Tanımdan anlaşılacağı üzere, Tüketici Kanunu’yla tüketiciye tanınan abonelik sözleşmelerinde geniş fesih yetkisi, taahhütlü abonelik sözleşmelerinde hakkaniyete aykırı sonuçlar doğurabilecektir. Şöyle ki, tüketici belirli bir süre bu sözleşmeyle bağlı kalacağını taahhüt etmektedir. Tüketicinin verdiği taahhütle satıcıda oluşan haklı güven karşısında, tüketicinin istediğinde bu sözleşmeden cayma hakkı, satıcı için dezavantajlı bir durum oluşturacaktır. Bu sebeple, Abonelik Sözleşmeleri Yönetmeliği ile satıcı/sağlayıcı tarafından haklı güveninin tazmini amacıyla tüketiciden cayma bedeli talep edebilme hakkı getirilmiştir.

Tüketici Kanununda yer alan herhangi bir gerekçe göstermeksizin ve cezai şart ödemeksizin hükmünde yer alan cezai şartın ise yukarıdaki cayma bedeli kavramından çok farklı bir amaç için kullanıldığı görülmektedir. Çünkü, cezai şart daha çok karşılığı olmayan, salt ifanın gerçekleşmemesi durumunda ortaya çıkan bir bedelken; cayma bedeli, tüketicinin taahhüt vererek sağladığı indirim veya faydaların karşılığıdır. 

Bu konuda verilen kararların akabinde yapılan açıklamalarda, Yönetmelik hükmünün suistimal edildiği veya Kanun hükmünün Yönetmelik hükmüyle çeliştiği, bu sebeple Kanun’un uygulanacağı ifade edilmektedir. Ancak yukarıda yaptığımız açıklamalarda da görüleceği üzere, tamamen iki farklı alana yönelik kavramların birbiriyle çeliş(e)meyeceği açıktır. Kanun koyucu, tüketicileri yüksek tutarlı cezai şart tehdidinden korumak amacıyla bu düzenlemeyi getirmiştir.
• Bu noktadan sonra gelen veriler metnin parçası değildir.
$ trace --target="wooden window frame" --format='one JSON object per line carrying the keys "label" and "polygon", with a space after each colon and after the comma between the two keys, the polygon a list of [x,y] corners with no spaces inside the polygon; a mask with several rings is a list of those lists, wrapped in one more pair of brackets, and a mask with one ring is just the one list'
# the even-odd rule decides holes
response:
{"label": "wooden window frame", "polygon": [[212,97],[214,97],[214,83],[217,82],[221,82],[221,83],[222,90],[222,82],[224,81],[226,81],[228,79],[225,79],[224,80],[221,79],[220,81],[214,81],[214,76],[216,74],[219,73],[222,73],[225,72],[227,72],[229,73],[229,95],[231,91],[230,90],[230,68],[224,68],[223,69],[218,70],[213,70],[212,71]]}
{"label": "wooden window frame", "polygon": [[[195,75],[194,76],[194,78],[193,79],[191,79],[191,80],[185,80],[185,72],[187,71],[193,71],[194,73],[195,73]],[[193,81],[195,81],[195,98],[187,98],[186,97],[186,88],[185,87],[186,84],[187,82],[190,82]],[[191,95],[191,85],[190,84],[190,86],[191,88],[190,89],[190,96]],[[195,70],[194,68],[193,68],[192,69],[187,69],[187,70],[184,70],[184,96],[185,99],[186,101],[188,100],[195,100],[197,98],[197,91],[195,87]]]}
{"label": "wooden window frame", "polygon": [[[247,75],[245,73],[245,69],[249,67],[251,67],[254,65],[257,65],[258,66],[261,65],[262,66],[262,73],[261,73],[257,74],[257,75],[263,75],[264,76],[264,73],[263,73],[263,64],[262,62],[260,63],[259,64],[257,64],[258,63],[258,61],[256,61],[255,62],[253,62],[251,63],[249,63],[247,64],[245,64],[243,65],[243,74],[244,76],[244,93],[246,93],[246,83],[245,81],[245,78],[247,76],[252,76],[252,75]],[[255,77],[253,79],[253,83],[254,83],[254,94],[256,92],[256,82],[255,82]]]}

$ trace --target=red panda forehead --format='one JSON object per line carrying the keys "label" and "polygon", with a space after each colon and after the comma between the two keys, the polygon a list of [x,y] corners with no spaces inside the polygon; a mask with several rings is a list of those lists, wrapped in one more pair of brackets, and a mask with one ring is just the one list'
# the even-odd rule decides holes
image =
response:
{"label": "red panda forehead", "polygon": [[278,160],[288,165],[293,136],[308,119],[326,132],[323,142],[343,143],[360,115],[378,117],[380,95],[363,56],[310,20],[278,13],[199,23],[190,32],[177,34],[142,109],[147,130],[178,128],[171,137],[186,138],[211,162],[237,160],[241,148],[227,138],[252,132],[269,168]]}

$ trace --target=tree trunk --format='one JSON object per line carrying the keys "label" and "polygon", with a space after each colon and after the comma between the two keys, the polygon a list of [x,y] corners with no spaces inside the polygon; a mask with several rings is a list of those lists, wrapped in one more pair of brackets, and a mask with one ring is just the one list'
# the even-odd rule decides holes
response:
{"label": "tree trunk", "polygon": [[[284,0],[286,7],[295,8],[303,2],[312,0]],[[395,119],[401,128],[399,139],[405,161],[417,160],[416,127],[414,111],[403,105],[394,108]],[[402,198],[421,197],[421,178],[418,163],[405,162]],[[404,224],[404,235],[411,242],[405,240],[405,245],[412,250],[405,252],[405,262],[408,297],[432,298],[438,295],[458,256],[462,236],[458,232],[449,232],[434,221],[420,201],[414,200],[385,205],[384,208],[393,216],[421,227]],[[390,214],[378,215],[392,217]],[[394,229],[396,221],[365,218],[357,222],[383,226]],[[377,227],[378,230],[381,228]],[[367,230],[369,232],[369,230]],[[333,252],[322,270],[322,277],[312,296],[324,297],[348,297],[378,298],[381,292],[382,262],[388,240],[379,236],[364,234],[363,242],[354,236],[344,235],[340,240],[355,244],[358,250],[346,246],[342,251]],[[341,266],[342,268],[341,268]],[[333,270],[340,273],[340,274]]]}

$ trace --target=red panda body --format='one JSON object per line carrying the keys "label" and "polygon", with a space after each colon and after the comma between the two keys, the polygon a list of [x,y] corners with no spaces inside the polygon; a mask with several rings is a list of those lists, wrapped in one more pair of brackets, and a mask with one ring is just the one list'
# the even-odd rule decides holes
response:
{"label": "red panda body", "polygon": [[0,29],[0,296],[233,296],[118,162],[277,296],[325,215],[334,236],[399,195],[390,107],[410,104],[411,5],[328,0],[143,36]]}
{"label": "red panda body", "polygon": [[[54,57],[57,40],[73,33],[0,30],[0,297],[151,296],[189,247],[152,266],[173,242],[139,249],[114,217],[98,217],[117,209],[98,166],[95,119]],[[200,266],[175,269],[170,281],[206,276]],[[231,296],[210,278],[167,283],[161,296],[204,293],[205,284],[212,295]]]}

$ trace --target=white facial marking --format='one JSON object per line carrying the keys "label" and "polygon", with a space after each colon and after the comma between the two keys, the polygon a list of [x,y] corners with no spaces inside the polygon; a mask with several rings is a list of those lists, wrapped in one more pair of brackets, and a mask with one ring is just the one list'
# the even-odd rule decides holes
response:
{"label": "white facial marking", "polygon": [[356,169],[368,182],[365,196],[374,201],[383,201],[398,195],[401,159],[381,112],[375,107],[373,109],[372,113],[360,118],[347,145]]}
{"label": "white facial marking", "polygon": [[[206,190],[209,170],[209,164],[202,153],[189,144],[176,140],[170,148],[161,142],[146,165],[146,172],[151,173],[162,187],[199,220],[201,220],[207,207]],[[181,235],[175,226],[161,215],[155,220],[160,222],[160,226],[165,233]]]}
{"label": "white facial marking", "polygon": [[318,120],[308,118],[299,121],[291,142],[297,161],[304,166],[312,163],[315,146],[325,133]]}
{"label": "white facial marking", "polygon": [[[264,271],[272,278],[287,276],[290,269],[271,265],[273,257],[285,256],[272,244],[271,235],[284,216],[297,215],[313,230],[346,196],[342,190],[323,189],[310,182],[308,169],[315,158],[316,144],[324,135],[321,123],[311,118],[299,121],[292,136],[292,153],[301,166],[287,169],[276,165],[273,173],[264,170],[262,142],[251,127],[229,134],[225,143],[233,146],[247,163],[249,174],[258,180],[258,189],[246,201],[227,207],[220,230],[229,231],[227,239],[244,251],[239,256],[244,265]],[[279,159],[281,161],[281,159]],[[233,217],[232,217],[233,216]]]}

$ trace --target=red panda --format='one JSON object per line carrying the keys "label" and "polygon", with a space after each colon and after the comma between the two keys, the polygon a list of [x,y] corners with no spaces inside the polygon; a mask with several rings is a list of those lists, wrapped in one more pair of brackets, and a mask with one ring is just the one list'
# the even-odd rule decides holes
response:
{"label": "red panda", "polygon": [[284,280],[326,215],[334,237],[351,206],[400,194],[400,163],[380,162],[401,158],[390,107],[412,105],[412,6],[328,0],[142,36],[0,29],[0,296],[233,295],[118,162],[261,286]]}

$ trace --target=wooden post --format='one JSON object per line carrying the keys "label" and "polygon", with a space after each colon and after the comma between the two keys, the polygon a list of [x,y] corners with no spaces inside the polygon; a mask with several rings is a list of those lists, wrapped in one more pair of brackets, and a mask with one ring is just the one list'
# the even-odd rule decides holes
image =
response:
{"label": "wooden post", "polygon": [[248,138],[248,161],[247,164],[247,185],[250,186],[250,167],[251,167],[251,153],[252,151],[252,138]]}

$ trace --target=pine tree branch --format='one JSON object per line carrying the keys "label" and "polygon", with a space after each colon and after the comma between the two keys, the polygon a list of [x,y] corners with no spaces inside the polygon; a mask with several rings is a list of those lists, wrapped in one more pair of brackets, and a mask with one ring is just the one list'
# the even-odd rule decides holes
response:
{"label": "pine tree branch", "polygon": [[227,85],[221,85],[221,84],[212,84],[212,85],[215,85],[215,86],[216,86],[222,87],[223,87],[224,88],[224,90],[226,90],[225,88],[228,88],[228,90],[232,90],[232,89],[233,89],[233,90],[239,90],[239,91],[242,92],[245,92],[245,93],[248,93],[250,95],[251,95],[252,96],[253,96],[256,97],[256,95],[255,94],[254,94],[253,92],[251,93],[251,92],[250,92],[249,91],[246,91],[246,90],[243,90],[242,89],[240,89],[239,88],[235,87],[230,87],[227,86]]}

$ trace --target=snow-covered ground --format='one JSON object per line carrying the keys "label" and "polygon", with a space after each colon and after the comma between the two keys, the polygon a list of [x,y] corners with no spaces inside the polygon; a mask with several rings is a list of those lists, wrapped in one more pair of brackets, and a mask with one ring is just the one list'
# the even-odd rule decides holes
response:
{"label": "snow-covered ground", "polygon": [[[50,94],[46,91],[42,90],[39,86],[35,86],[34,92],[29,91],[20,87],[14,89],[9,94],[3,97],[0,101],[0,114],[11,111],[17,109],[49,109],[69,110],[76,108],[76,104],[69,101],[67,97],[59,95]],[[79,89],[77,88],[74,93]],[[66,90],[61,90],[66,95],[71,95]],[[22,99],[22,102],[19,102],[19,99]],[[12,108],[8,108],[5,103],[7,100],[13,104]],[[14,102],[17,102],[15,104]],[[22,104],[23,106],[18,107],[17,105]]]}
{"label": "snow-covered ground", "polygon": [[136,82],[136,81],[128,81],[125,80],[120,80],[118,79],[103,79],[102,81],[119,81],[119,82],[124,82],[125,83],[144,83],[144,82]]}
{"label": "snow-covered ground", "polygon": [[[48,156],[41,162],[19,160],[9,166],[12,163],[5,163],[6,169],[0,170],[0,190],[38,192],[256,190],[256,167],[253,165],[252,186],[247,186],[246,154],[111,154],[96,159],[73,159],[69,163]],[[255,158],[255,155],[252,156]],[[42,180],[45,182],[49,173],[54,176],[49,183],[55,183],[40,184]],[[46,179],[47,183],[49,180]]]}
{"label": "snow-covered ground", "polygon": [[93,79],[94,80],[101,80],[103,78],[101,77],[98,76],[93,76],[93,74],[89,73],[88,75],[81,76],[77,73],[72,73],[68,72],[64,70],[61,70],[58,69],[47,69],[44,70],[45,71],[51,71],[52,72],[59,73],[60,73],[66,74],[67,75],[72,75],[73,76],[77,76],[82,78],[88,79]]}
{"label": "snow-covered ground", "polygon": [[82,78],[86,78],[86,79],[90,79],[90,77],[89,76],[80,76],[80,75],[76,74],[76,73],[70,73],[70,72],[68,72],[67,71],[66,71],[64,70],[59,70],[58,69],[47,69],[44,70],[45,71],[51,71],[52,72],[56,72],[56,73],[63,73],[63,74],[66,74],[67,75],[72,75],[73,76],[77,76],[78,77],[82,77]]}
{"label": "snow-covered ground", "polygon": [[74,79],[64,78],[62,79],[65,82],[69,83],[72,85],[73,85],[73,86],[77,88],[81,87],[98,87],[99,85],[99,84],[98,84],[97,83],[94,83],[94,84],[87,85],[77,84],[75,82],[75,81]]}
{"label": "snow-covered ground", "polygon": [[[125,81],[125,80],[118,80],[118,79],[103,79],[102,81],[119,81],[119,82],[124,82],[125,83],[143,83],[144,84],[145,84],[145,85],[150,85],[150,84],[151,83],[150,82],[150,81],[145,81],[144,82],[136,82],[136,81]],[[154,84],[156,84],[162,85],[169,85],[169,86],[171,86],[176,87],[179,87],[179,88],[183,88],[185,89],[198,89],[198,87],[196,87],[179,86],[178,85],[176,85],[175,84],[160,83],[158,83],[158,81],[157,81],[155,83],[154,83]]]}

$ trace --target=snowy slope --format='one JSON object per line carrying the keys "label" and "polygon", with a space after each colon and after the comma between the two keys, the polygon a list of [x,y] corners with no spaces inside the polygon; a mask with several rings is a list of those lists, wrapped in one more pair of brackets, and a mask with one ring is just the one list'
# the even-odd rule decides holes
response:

Ancak taahhütlü bir abonelik sözleşmesi ise, satıcıda oluşacak haklı güvenin bu geniş fesih yetkisi sebebiyle zedeleneceği düşünülerek, cayma bedeli ile buna karşı bir koruma kalkanı oluşturulmaya çalışılmıştır. 

Ayrıca Abonelik Sözleşmeleri Yönetmeliği’nde cayma bedelinin nasıl hesaplanacağına dair bir hüküm de vardır. Yani taraflar, cezai şartta olduğu gibi, bedeli kendi aralarında serbest şekilde belirleyemeyecekler; tamamen Yönetmelik hükmündeki formüle göre belirlenen bir tavan ücrete göre talep imkânı doğacaktır. Buna ek olarak, kanun koyucu suistimalleri engellemek amacıyla, satıcı tarafından tarife ücretlerinin çok yüksek gösterilerek sözleşmeden dönme durumunda cayma bedelinin yüksek meblağlara ulaşmasını yasaklamıştır. Buna göre, satıcı/sağlayıcı taahhütsüz aboneliklerde hangi fiyatı uyguluyorsa, taahhütlü aboneliklerde ancak bu fiyat üzerinden indirimler yapabilecektir. 

Tüm bu düzenlemeler birlikte düşünüldüğünde Yönetmelik hükmünün ölü doğmuş bir hüküm olarak gösterilmeye çalışılması, hukuk sistematiği ile bağdaşmayacaktır. Öyle ki, Kanun genel çerçeveyi çizerek yönetmelikle bu sınır alanların düzenlenmesini istemiştir. Yönetmelik ile detaylı bir düzenleme yapılarak konu açıklığa kavuşturulmuştur. Ancak, cezai şart kavramının cayma bedeli ile aynı anlamdaymış gibi kullanılması bu tarz karışıklıklara sebebiyet verecektir.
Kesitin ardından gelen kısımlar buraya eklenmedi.